Una de las aves se retrasa. La bandada vuela delante, negra y prolongada, inmensa. Los machos y hembras jóvenes aletean tras el líder de líderes, el más fuerte y ágil de todos. Huelen la tierra prometida y tienen prisa por llegar. Tal vez el ave rezagada es demasiado vieja para el prolongado esfuerzo, está enferma, o cansada. Salió al tiempo que todas, pero las demás la han ido adelantando, y se rezaga sin remedio. Ya hay un trecho entre su vuelo y los últimos de la bandada, los más jóvenes o débiles. Un espacio que se hace cada vez más grande, a medida que aquélllos se distancian en su avance. Y ninguno mira atrás; están demasiado absortos en su propio esfuerzo. Tampoco podrán hacer otra cosa. Cada cual vuela para sí, aunque viaje entre otros. Son las reglas.

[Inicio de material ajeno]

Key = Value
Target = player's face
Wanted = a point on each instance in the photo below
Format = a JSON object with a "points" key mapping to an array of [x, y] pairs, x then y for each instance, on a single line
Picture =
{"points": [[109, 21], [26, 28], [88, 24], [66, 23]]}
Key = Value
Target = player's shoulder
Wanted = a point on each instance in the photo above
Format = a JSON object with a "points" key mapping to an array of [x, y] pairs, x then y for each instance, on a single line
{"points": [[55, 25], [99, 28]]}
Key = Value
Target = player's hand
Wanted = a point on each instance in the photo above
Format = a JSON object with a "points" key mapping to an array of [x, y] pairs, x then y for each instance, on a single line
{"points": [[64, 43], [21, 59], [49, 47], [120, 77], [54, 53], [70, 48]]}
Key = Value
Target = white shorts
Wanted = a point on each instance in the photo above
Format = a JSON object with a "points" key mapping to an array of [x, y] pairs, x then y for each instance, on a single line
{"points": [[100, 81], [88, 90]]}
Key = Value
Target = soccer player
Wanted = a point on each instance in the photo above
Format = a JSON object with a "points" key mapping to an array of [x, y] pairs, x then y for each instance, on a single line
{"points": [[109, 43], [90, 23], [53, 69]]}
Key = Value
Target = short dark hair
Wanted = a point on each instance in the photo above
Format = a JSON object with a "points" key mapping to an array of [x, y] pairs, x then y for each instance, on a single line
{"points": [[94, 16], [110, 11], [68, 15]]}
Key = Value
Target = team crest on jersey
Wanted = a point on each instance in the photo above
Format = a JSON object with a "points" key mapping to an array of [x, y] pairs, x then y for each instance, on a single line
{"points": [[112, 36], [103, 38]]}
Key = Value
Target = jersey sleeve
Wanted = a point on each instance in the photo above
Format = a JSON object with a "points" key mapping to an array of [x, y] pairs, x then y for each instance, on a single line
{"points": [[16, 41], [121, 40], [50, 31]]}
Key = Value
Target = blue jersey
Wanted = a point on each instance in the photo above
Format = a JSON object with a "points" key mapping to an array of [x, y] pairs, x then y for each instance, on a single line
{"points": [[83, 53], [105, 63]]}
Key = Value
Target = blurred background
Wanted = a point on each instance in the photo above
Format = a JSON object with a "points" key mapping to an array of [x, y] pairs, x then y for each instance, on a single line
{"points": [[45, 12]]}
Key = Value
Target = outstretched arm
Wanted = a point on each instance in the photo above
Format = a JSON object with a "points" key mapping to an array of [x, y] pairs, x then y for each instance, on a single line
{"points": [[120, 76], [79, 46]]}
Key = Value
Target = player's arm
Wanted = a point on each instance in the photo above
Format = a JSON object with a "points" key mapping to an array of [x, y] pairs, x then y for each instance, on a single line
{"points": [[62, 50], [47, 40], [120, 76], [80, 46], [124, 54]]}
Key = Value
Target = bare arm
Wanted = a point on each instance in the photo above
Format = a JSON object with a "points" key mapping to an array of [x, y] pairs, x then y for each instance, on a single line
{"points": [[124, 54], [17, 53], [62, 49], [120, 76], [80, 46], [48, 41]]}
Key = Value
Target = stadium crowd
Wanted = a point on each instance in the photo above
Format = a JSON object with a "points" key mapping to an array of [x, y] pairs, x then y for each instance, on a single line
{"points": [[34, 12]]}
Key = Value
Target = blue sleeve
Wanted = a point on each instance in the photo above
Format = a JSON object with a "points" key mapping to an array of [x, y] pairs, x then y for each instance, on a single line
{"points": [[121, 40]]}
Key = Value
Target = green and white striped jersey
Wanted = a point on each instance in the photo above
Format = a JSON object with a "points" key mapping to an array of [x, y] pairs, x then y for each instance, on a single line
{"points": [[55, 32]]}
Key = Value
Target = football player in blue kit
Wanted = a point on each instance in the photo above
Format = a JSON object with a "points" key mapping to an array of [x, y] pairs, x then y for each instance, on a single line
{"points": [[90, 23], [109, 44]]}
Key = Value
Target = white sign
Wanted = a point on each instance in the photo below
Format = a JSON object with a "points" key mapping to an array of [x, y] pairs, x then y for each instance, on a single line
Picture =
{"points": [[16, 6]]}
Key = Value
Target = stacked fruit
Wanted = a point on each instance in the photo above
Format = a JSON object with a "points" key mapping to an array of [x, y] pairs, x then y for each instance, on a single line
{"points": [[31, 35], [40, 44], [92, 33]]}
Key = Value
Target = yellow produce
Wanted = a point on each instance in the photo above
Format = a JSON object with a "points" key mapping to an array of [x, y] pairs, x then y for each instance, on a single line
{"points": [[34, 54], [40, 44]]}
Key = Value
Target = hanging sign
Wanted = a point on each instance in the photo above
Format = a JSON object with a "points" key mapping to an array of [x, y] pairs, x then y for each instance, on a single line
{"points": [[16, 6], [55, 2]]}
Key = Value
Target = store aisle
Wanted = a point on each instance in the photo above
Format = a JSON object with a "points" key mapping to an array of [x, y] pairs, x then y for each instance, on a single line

El rezagado bate las alas con angustia, sintiendo que las fuerzas lo abandonan, mientras lucha con la tentación de dejarse vencer sobre el agua azul que está cada vez más cerca. Pero el instinto lo empuja a seguir intentándolo: le dice que su obligación, inscrita en su memoria genética, consiste en hacer cuanto pueda por alcanzar aquella línea parda del horizonte, lejana e inaccesible. Durante un rato lo consoló la compañía de otra ave que también se retrasaba. Volaron en pareja durante un trecho, y pudo ver los esfuerzos del compañero por mantenerse en el aire, primero cerca de la bandada y al fin a su lado, antes de ir perdiendo altura y quedar atrás. Hace rato que el rezagado es el último y vuelo solo. La bandada está demasiado lejos, y él ya sabe que no la alcanzará nunca. Aleteando casi a ras del agua, con la últimas fuerzas, el ave comprende que la inmensa bandada oscura, volverá a pasar por ese mismo lugar hacia el norte, cuando llegue la primavera, y que la historia se repetirá año tras año, hasta el final de los tiempos. Habrá otras primaveras y otros veranos hermosos, idénticos a los que él conoció. Es la ley, se dice. Líderes y jóvenes vigorosos, arrogantes, que un día, como él ahora, aletearán desesperadamente por sus vidas. Y mientras recorre los últimos metros, resignado, exhausto, el rezagado sonríe, y recuerda.

(Lo ví llegar y posarse en el balcón de proa, junto al ancla. Estuve un rato inmóvil, por miedo a inquietarlo. Quédate, le dije sin palabras. No te haré daño. Pero al cabo tuve que moverme para reglar las velas, y el movimiento de la lona lo asustó. Observé cómo emprendía de nuevo el vuelo, siempre hacia el sur, a muy baja altura. Apenas podía remontarse, pero seguía intentándolo. Y así lo perdí de vista.)